Cornershop merges elements of British club music--trance beats, distorted electric guitar, sampling--with the weaving, elliptical rhythms of traditional Indian music. Its singer and songwriter offers the occasional lyric in Punjabi, his first language, and the band has evolved from an unschooled punk outfit who did their 1-2-3-4 intro counts in Punjabi, to a smooth, solidly produced modern-rock chart success. "Brimful of Asha," their 1997 single, made Cornershop huge but they still retained much of the iconoclastic attitude that got them there in the first place. Rolling Stone writer David Fricke compared their body of recorded work to "serendipity in overdrive: volatile, compelling collisions of primal guitar menace, rubbery `70s funk, budget-synth techno, ... hip-hop and Punjabi folk.... Cornershop make commercially improbable, dangerously messy music."

The creative force behind Cornershop rests in Tjinder Singh and Ben Ayres, both near thirty when "Brimful of Asha" and their third album, When I Was Born for the Seventh Time, met with tremendous critical and commericial success. The son of a teacher, Singh was born in England into an immigrant family that hailed from northern India, the state of Punjab. He grew up in the Staffordshire city of Wolverhampton, in England's center, which was perhaps an even worse place to be a foreigner than London, where Singh was assaulted on the street for having a non-Asian girlfriend as late as 1995. Singh described his youth in Wolverhampton as rife with racist incidents, and "pretty terrifying" in an interview with Rolling Stone's Jon Wiederhorn. "I've always lived in an intimidating rather than happy atmosphere. It's really fueled my aggression and given me a sense that I don't belong." That malaise would spark his musical drive.

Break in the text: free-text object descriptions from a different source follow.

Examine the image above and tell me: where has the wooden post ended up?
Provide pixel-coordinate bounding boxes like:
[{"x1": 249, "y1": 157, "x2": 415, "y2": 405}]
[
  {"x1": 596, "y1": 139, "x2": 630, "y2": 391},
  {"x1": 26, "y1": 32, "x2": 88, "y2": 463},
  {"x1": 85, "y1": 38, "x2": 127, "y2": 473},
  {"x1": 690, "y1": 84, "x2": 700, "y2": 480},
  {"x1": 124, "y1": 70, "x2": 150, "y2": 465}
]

As a teen, Singh had to attend temple services, where he played such traditional Indian instruments as the dholki, a type of drum. Wolverhampto's Punjabi community rented a house of worship, however, and they shared the place with another denomination whose sacred tunes leaned toward black gospel; the simultaneous auditory experience made a profound impact on him. In college in Preston, England, Singh became friends with Ayres, a Canadian by birth. By 1992, dissatisfied with what they felt was the feebleness of the British music scene, they decided to start their own band. For a time, Singh's brother Avtar was their guitarist; he later dropped out and in time, the rest of the line-up coalesced: Anthony Saffery on sitar, harmonium, and keyboards, percussionist Peter Bengry, and a drummer, Nick Simms. Ayres had to learn to play most instruments and not just the exotic ones like the tamboura, a string instrument; he later said that in the early years he played what he assumed was an acoustic guitar, only to discover it was actually a classical guitar. Singh used a range of instruments, from the dholki to a Casio keyboard he bought at a thrift store.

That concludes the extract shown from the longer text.